If you were to measure all the electromagnetic activity in Earth’s atmosphere, you’d notice peaks at different points along the spectrum.
There’s one such peak at 50Hz, caused by radiation from mains electricity grids worldwide, but it’s a series of peaks seen in the Extremely Low Frequency (ELF) part of the spectrum – that’s the band from 3Hz to 30Hz – that we’re more interested in.
These peaks occur at the Schumann resonances, which are the resonant frequencies of the Earth-ionosphere cavity, and they represent standing electronic waves that encircle our planet as a result of lightning activity.
Find out more about magnetic fields and the electromagnetic spectrum
Understanding how these waves are generated and what factors influence them enables scientists to monitor global thunderstorm activity.
Since thunderstorms become more common as temperature rises, it has been suggested in recent years that tracking Schumann resonances could also be a useful way of monitoring climate change.
Actually, all sorts of claims have been made about Schumann resonances – mostly with very little scientific evidence to back them up.
But first let’s look at how these standing electromagnetic waves form in the first place.
Earth's natural frequencies
Our planet and its atmosphere can be viewed as a multi-layered sphere. Earth’s inner and outer core, mantle and crust form the layers beneath our feet, while above ground the atmosphere consists of several more layers.
- Troposphere (up to 12km, and the bit where we live)
- Stratospere (12-50km, includes the ozone layer)
- Mesosphere (50-80km, very cold)
- Ionosphere (80-700km, warmer)
- Exosphere (700-10,000km)
Within the ionosphere is a layer of warmer air that has been ionised by incoming solar radiation, which is known – sensibly enough – as the ionosphere.
This layer, like the Earth’s crust, is highly electrically conductive – whereas the other atmospheric layers in-between aren’t.
The ‘Earth-ionosphere cavity’, then, is effectively a spherical layer of non-conductive air sandwiched between two conductive layers, in which electromagnetic waves (such as those generated by lightning) can bounce around.
And that layer has a series of resonant or ‘natural’ frequencies.
As you may hopefully remember from school science lessons, everything has natural frequencies to which it is susceptible, and at which frequencies it will vibrate more strongly, or ‘resonate’.
Troops break step when marching over bridges, for instance, just in case their marching tempo happens to match the bridge’s natural frequency, which could cause it to collapse.
Another good example is blowing over the neck of a bottle.
The sound of air rushing out from your lips is basically white noise – it contains a whole load of different frequency sounds, all jumbled up together.

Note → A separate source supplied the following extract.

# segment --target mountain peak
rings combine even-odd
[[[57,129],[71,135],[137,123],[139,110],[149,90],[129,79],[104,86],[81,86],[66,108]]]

But when you blow over the bottleneck, the air in the bottle will respond to its own natural frequency from within that melange and become excited, causing the familiar whistle- or hum-like sound.
Read more about how Earth's atmosphere affects your astro images and why the sky is blue.
Resonating frequencies on Earth
Back now to lightning. At any given moment, there are around 2,000 thunderstorms active on Earth, generating approximately 50 lightning bolts per second worldwide.
These lightning bolts emit electromagnetic radiation at a wide range of frequencies, but most of those pass through the conductive outer layers of the Earth-ionosphere cavity harmlessly: that is, they’re absorbed by the ground or pass harmlessly out into space.
For electromagnetic waves of the right frequencies, however, the Earth-ionosphere cavity acts like a waveguide, causing them to bounce back and forth between the ground and the ionosphere.
This creates standing electromagnetic waves that encircle the Earth.
The frequencies of these waves are approximately 7.83, 14.3, 20.8, 27.3 and 33.8Hz – known as the Schumann resonances.
They take their name from Winfried Otto Schumann, the German physicist who first described them in the 1950s.
However, these frequencies do vary slightly, for a variety of reasons.
The precise altitude of the ionosphere, for instance, fluctuates with climate and weather conditions.
This will change the overall shape/volume of the Earth-ionosphere cavity, in turn altering its natural frequencies and hence the wavelength and frequency of the standing waves.
Find out more about electric currents on exoplanets
Schumann resonances, science and myth
An entire pseudoscience industry has sprung up around Schumann resonances online.
It took us all of a second’s searching, for instance, to find one website that purported to track Schumann resonances every 15 minutes, claiming that fluctuations therein are responsible for everything from depression to poor skin.
But there is little to no evidence that the Schumann resonances have any effect on biological life (human or otherwise) whatsoever, and any claims regarding their impact on mental or physical health should be taken with several shovels’ worth of salt.
But Schumann resonances do exist – and could, in theory, exist on any other planet with a multi-layered atmosphere like Earth’s.
This makes them a useful tool for astronomers, because if the electromagnetic spectogram of a planet’s atmosphere shows a similar set of peaks to those seen here on Earth, it’s a strong indicator of lightning activity on that planet – even if such is not detectable using optical equipment.